Radiologically, it is difficult to establish a definitive diagnosis due to lack of
characteristic findings and a limited number of reported cases. On MRI, our case showed
an eccentrically placed tumor causing distinctive steep dilation of the cervical cord.
It was T1 isointense, T2 hyperintense, nonenhancing lesion without peritumoral edema.
Such dilation occurs as a result of tumor growth in the subpial plane and has been
termed “Bamboo leaf sign.” It may help to differentiate them from ependymoma or astrocytoma
which cause gradual fusiform enlargement of the cord.[[13]] Therefore, a high index of suspicion for “subependymoma” should be considered in
“ependymoma” which have little or no edema with minimal or no contrast enhancement.
However, tumor cysts and syringomyelia are very rarely associated with them.
A gross total resection is considered curative without requiring adjuvant therapy.
Intraoperative features such as lobulated shape, minimal vascularity, eccentric subpial
location, and distinct anatomical planes from normal cord facilitate the dissection.

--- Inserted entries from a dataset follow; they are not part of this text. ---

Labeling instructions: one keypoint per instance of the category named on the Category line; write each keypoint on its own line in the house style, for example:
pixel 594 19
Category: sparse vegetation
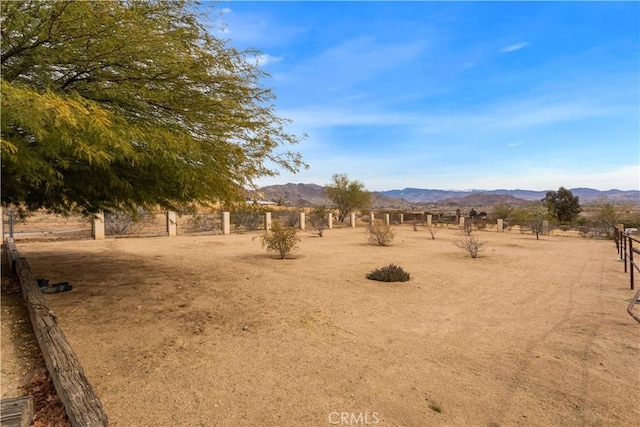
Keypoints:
pixel 471 245
pixel 203 222
pixel 562 204
pixel 318 220
pixel 281 239
pixel 390 273
pixel 119 222
pixel 347 195
pixel 248 216
pixel 380 233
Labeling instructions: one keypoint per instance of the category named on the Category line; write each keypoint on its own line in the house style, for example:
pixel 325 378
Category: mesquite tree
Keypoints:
pixel 119 105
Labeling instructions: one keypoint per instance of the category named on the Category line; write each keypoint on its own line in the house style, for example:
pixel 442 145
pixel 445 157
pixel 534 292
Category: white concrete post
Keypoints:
pixel 97 226
pixel 267 221
pixel 172 224
pixel 226 223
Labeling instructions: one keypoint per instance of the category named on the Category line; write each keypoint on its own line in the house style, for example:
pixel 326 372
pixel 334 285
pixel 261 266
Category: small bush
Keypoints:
pixel 390 273
pixel 281 239
pixel 202 222
pixel 380 233
pixel 120 222
pixel 318 220
pixel 471 245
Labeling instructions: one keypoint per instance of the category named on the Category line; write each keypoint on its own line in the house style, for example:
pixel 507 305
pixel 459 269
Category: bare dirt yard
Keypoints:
pixel 215 331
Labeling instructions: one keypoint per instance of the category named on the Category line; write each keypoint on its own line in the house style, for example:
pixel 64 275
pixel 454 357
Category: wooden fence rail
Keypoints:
pixel 76 394
pixel 627 246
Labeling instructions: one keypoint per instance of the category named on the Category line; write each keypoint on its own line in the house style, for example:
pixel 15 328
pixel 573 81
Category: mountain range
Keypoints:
pixel 314 195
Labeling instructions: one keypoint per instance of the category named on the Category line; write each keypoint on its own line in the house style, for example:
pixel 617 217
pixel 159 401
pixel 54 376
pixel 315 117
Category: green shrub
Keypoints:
pixel 390 273
pixel 281 239
pixel 380 233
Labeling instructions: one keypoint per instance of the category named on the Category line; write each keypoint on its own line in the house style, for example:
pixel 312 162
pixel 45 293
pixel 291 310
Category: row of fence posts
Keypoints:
pixel 627 246
pixel 98 223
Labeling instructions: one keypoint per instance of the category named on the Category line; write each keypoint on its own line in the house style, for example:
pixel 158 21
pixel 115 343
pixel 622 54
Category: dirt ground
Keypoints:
pixel 215 331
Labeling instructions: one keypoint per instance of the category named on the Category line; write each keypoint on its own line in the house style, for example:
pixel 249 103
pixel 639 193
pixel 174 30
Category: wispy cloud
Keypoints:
pixel 514 47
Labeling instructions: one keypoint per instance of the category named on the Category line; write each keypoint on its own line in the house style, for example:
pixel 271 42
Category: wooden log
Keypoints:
pixel 76 394
pixel 16 411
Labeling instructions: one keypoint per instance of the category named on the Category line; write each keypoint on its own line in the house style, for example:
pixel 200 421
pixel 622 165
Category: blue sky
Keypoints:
pixel 453 95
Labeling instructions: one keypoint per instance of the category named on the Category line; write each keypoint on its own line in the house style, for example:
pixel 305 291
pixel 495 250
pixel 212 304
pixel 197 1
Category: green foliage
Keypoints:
pixel 502 211
pixel 347 195
pixel 390 273
pixel 529 219
pixel 248 216
pixel 562 204
pixel 606 216
pixel 281 239
pixel 318 220
pixel 380 233
pixel 471 245
pixel 115 105
pixel 203 221
pixel 120 222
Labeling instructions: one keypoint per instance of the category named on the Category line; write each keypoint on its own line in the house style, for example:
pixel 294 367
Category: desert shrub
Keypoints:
pixel 380 233
pixel 291 218
pixel 202 222
pixel 281 239
pixel 119 222
pixel 248 216
pixel 470 244
pixel 318 220
pixel 390 273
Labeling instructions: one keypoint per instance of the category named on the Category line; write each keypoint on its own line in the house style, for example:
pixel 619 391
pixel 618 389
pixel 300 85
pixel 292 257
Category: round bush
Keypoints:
pixel 390 273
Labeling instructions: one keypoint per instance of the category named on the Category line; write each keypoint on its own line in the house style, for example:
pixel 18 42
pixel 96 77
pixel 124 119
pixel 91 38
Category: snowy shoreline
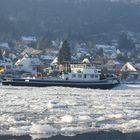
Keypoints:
pixel 55 111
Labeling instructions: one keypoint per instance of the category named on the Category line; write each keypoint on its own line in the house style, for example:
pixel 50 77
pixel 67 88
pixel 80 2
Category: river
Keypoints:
pixel 59 111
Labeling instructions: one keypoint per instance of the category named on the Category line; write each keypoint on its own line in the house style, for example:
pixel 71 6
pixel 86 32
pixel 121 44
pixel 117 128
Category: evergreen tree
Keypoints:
pixel 64 55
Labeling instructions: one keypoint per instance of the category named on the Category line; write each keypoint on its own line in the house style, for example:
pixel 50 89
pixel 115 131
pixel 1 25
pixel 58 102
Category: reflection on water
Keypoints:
pixel 84 114
pixel 110 135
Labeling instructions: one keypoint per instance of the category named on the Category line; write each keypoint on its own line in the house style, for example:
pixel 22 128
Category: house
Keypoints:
pixel 28 63
pixel 28 39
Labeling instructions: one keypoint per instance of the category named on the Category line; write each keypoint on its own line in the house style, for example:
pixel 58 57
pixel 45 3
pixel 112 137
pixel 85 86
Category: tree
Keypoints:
pixel 64 55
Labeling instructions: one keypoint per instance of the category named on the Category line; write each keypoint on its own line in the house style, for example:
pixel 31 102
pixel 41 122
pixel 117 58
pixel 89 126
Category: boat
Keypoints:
pixel 87 77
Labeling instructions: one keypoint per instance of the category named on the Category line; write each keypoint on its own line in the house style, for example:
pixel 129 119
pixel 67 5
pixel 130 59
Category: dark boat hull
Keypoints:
pixel 102 84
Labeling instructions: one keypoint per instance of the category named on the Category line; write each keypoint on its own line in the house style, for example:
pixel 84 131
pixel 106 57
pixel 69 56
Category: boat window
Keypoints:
pixel 95 71
pixel 73 75
pixel 79 76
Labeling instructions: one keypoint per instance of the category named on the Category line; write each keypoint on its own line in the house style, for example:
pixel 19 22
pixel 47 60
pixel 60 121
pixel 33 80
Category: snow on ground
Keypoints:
pixel 44 112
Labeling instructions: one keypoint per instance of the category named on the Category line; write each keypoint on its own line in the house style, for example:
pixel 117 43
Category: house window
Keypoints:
pixel 91 76
pixel 85 76
pixel 73 75
pixel 79 76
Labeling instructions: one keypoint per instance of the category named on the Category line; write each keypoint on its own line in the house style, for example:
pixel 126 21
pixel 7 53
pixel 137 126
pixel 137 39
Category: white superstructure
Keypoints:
pixel 85 73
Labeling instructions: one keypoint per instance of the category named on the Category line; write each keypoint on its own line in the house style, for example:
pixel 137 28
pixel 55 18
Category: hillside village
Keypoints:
pixel 21 57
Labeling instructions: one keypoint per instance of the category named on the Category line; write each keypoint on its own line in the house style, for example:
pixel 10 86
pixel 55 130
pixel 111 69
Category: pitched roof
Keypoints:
pixel 128 67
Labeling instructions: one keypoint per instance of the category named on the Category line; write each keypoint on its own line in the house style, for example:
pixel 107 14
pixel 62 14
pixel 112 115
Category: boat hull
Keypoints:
pixel 102 84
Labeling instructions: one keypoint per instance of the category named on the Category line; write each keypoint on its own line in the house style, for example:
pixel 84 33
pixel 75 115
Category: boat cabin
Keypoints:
pixel 86 73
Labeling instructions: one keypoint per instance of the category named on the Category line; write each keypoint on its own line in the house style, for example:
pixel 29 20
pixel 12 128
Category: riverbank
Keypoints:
pixel 102 135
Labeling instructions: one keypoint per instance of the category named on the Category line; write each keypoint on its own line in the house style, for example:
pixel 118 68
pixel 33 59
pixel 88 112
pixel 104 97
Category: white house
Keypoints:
pixel 28 64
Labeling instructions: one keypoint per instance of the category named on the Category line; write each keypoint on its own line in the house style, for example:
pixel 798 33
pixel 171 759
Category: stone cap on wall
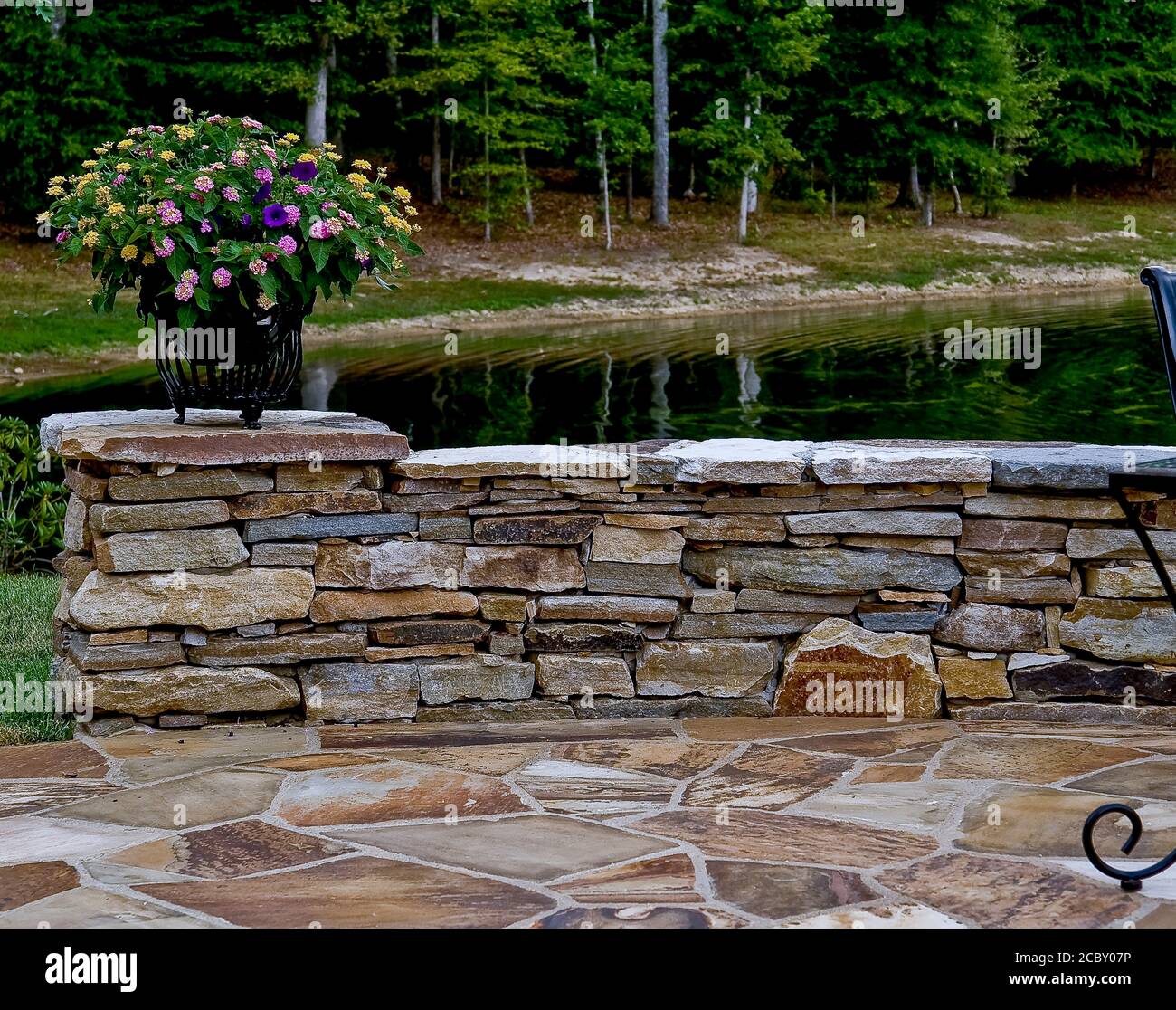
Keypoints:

Sometimes, total excision may still be difficult to achieve due to local infiltration
leading to neurological deficits. Therefore, it becomes highly pertinent to define
an “optimal” treatment in managing them.
In our case, we were unable to achieve total excision for the following two reasons.
First, there was loss of plane between tumor and cord parenchyma at cervicomedullary
junction. Second, tumor was extending ventral to the cord at its lower end with the
high risk of cord traction on attempting its removal. A minimal part of tumor was
left behind at these locations to prevent worsening or development of new deficits.
Therefore, such a safe surgical approach may be considered “optimal.”
Transient weakness in immediate postoperative period similar to our case has been
reported earlier in nearly 60% of patients despite a “safe” surgical course; nonetheless,
most (76%) of them improve with time.[[14]] A study also suggests high incidence of poor outcome owing to the cervicothoracic
location of tumor, poor intramedullary microcirculation, and postoperative kyphotic
deformity.[[15]]
Surgical excision forms the cornerstone of management in cervical subependymoma and
also preferred by most surgeons over irradiation in case of recurrence/regrowth of
tumor. Currently, the role of adjuvant radiotherapy remains controversial. Although
more experience and studies with longer follow-up would be required to gain further
evidence.
Conclusion
Cervical subependymoma is an uncommon, benign tumor which lacks characteristic clinicoradiological
findings, and often mimic, frequently occurring aggressive tumors. Complete tumor
excision, though desirable, is not feasible always. Maximal safe resection holds the
key to good postoperative outcome with the limited role of adjuvant therapy.